Two days ago, I was feeling overwhelmed by my mounting responsibilities and LONG days. Life tends to play out in cycles – in ebb and flow. In a mom’s life there’s seldom any “ebb” – There’s busy, and there’s out of control! I realised, after a difficult night sleep that I was stressing over something I did not have to do. I had set myself up by saying, “Yes” to something that I had no business saying “Yes” to. I wanted to please. I wanted to help, and I was suffering for it – Once I realised the enormity of what I had gotten myself into, I decided that I had to get out of it. I had to contact someone to tell them news he/she would not want to hear, “Count me out.” I took a deep breath, rehearsed my straightforward but polite speech, and made the call. Whew! It was SO liberating. I survived that dreaded phone call. Nobody died or fell apart as a result of it! “I did it,” I thought, “I took care of myself.” It felt good!
We often think that things will not work out if we decline a request to volunteer – that things will somehow crumble in our absence. How egocentric we can sometimes be! The truth is that life does go on, and whoever asked for our help will find another, or take care of things themselves.

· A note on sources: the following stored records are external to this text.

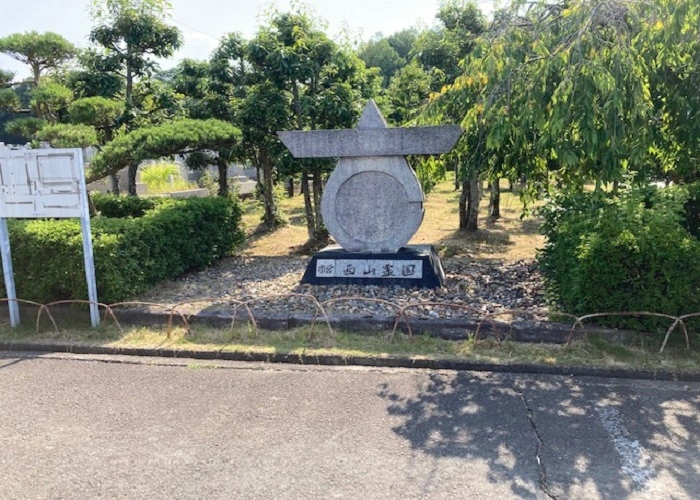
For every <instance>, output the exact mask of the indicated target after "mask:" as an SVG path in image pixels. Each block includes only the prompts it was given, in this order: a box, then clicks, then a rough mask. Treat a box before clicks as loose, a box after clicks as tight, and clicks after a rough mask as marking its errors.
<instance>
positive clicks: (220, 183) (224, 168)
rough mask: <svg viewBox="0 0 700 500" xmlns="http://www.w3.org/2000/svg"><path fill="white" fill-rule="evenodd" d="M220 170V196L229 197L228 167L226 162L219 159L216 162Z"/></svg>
mask: <svg viewBox="0 0 700 500" xmlns="http://www.w3.org/2000/svg"><path fill="white" fill-rule="evenodd" d="M216 166H217V167H218V169H219V193H218V194H219V196H223V197H226V196H228V165H227V164H226V161H225V160H223V159H221V158H219V159H218V160H217V162H216Z"/></svg>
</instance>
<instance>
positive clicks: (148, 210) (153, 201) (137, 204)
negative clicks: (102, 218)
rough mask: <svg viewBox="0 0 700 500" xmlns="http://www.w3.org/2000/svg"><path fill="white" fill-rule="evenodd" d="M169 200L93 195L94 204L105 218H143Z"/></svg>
mask: <svg viewBox="0 0 700 500" xmlns="http://www.w3.org/2000/svg"><path fill="white" fill-rule="evenodd" d="M167 200H169V198H142V197H140V196H114V195H112V194H102V193H93V194H92V203H93V204H94V205H95V210H97V211H98V212H99V214H100V215H102V216H103V217H118V218H123V217H143V215H144V214H145V213H146V212H148V211H149V210H153V209H154V208H156V207H157V206H158V205H160V204H162V203H166V202H167Z"/></svg>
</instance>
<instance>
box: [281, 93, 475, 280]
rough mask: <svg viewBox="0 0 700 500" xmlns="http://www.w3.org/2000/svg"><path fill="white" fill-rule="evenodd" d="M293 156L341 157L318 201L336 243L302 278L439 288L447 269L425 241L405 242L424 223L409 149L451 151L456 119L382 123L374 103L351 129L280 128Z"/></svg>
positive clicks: (424, 152) (365, 110) (414, 152)
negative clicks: (321, 199) (413, 125)
mask: <svg viewBox="0 0 700 500" xmlns="http://www.w3.org/2000/svg"><path fill="white" fill-rule="evenodd" d="M278 135H279V137H280V139H281V140H282V142H283V143H284V145H285V146H287V148H288V149H289V151H290V152H291V153H292V155H293V156H294V157H295V158H325V157H338V158H340V160H339V161H338V165H337V166H336V168H335V170H334V171H333V173H332V174H331V176H330V178H329V179H328V182H327V184H326V187H325V191H324V193H323V198H322V202H321V214H322V216H323V221H324V223H325V225H326V228H327V229H328V232H329V233H330V235H331V236H333V238H334V239H335V241H336V242H338V243H339V244H340V245H341V247H342V249H341V248H338V247H328V248H326V249H324V250H322V251H321V252H319V253H318V254H316V255H315V256H314V257H313V259H312V261H311V263H310V265H309V267H308V268H307V271H306V274H305V275H304V278H303V280H302V283H311V284H381V285H392V284H395V285H400V286H408V287H415V286H418V287H436V286H440V285H441V284H442V281H443V279H444V271H443V269H442V264H441V263H440V260H439V258H438V256H437V254H436V252H435V250H434V249H433V247H432V246H430V245H413V246H407V244H408V242H409V241H410V239H411V238H412V237H413V235H414V234H415V233H416V231H417V230H418V228H419V227H420V225H421V222H422V221H423V214H424V210H423V201H424V196H423V190H422V189H421V186H420V182H419V181H418V178H417V176H416V174H415V172H414V171H413V169H412V168H411V167H410V166H409V164H408V162H407V161H406V158H405V156H406V155H431V154H441V153H448V152H449V151H451V150H452V148H454V146H455V144H456V143H457V140H458V139H459V138H460V136H461V135H462V129H461V128H460V127H459V126H456V125H447V126H437V127H411V128H387V124H386V121H385V120H384V117H383V116H382V115H381V112H380V111H379V109H378V108H377V105H376V104H375V103H374V101H369V102H368V103H367V106H366V107H365V109H364V111H363V113H362V116H361V117H360V120H359V122H358V125H357V128H356V129H351V130H313V131H288V132H278Z"/></svg>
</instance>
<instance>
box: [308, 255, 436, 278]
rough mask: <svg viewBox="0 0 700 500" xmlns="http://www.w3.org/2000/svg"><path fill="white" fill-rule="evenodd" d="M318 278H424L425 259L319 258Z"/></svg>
mask: <svg viewBox="0 0 700 500" xmlns="http://www.w3.org/2000/svg"><path fill="white" fill-rule="evenodd" d="M316 277H317V278H385V279H392V278H393V279H396V278H402V279H422V278H423V261H421V260H390V259H318V260H317V261H316Z"/></svg>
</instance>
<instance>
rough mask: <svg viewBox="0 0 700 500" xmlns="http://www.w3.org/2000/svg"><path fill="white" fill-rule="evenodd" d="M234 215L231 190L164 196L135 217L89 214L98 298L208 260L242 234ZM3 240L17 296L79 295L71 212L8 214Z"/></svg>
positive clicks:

I felt like a prisoner who had just been exonerated. I was on a roll! There was another person who asked me for something – a favor for which I was not completely comfortable. Again, I gave a kind, but firm, “No,” and an “I wish you well.” I think I’m finally growing into my own forty- something year old skin! I may look a bit worse for wear, but mentally I feel better than ever!
I love spending my days and evenings taking care of others. It’s who I am. For once, however, it felt so good taking care of myself! “No – ” a most empowering word. You must try it sometimes!